Microsoft continues to add AI features to its Bing search engine, even beyond the GPT-powered chat features it’s pushing. According to a feature roundup blog post, Bing will now “create AI-generated stories” for some searches, giving you a small multimedia presentation about the thing you looked up. The company says it’s a way to let you “consume bite-sized information” as you search certain topics.

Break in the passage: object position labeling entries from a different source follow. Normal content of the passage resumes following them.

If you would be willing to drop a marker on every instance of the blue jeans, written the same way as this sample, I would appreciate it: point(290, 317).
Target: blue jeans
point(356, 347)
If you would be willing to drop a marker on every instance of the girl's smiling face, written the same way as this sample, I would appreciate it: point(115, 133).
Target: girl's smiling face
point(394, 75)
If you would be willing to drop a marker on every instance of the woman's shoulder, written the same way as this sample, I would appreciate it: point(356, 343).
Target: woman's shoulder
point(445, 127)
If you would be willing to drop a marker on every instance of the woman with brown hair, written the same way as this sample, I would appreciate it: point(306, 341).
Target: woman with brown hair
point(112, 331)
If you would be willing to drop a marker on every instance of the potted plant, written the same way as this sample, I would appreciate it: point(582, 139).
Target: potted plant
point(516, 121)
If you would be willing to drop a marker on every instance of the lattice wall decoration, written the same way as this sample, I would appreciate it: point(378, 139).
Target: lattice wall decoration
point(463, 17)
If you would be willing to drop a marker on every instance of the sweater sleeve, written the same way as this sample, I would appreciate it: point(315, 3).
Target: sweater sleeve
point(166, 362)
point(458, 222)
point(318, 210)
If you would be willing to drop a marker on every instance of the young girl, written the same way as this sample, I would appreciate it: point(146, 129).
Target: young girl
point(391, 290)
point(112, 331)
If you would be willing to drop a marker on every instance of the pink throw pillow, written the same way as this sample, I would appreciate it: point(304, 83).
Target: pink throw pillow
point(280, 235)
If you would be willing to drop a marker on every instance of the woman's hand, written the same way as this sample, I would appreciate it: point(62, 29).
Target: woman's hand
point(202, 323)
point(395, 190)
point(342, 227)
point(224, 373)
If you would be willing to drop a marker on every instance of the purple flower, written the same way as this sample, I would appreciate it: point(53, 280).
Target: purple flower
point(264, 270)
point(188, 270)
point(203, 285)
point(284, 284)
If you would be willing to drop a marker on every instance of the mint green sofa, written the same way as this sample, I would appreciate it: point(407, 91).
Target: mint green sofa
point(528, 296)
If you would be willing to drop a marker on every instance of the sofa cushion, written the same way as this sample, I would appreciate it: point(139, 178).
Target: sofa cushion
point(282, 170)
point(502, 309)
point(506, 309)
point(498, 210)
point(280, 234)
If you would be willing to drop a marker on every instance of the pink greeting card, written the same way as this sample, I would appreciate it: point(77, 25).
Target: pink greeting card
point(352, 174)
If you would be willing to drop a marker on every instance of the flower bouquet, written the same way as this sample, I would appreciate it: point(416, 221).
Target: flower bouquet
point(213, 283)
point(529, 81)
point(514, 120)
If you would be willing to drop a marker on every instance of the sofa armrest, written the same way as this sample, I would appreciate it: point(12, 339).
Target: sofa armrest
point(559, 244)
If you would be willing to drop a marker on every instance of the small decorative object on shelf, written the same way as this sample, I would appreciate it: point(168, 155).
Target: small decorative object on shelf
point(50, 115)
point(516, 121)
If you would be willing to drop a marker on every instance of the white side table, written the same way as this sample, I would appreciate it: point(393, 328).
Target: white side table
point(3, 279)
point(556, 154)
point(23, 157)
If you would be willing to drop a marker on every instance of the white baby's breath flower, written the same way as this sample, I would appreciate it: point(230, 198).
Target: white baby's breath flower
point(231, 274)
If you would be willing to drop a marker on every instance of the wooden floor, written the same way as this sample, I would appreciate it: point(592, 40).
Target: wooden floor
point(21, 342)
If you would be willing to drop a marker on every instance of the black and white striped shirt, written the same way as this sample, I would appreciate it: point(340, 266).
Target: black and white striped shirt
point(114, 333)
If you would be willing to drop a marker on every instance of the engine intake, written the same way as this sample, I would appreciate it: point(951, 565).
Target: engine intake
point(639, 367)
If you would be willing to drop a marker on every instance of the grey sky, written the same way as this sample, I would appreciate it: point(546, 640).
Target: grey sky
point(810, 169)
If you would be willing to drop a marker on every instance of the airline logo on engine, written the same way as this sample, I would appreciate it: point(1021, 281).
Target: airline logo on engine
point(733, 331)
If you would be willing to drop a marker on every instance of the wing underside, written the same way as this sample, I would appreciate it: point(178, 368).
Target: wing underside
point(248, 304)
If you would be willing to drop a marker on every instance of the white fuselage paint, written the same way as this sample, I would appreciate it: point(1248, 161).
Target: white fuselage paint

The stories are similar to the ones you’d find on social media platforms like Instagram or Snapchat, with a progress bar to tell you when it moves to the next slide. Slides contain text explaining what you searched for, as well as related images and videos. You can also turn the sound of the story back on so that a voice reads the text, complete with background music.
The stories don’t show up on every search — when a colleague and I tried, we made them show up when we looked up “Cubism,” “Impressionism,” and “Tai Chi,” but not for terms like “iPhone,” “Apple,” or ” Spokane’s best restaurants. To be fair, not every search needs a story; if I’m just looking for food, I don’t think I’d like a robot voice reading the history of my local food culture.
Microsoft says stories will be available to people who search in English, French, Japanese, German, Spanish, Russian, Dutch, Italian, Portuguese, Polish, and Arabic.
The company also announced that it will be upgrading the “knowledge cards” that appear to the right of search results, saying it has “expanded the richness and breadth of knowledge cards supported by Bing using generative AI.” The cards can contain their own stories (I searched for Seattle, and it offered two stories), as well as elements such as timelines about the history of a country, city, or event.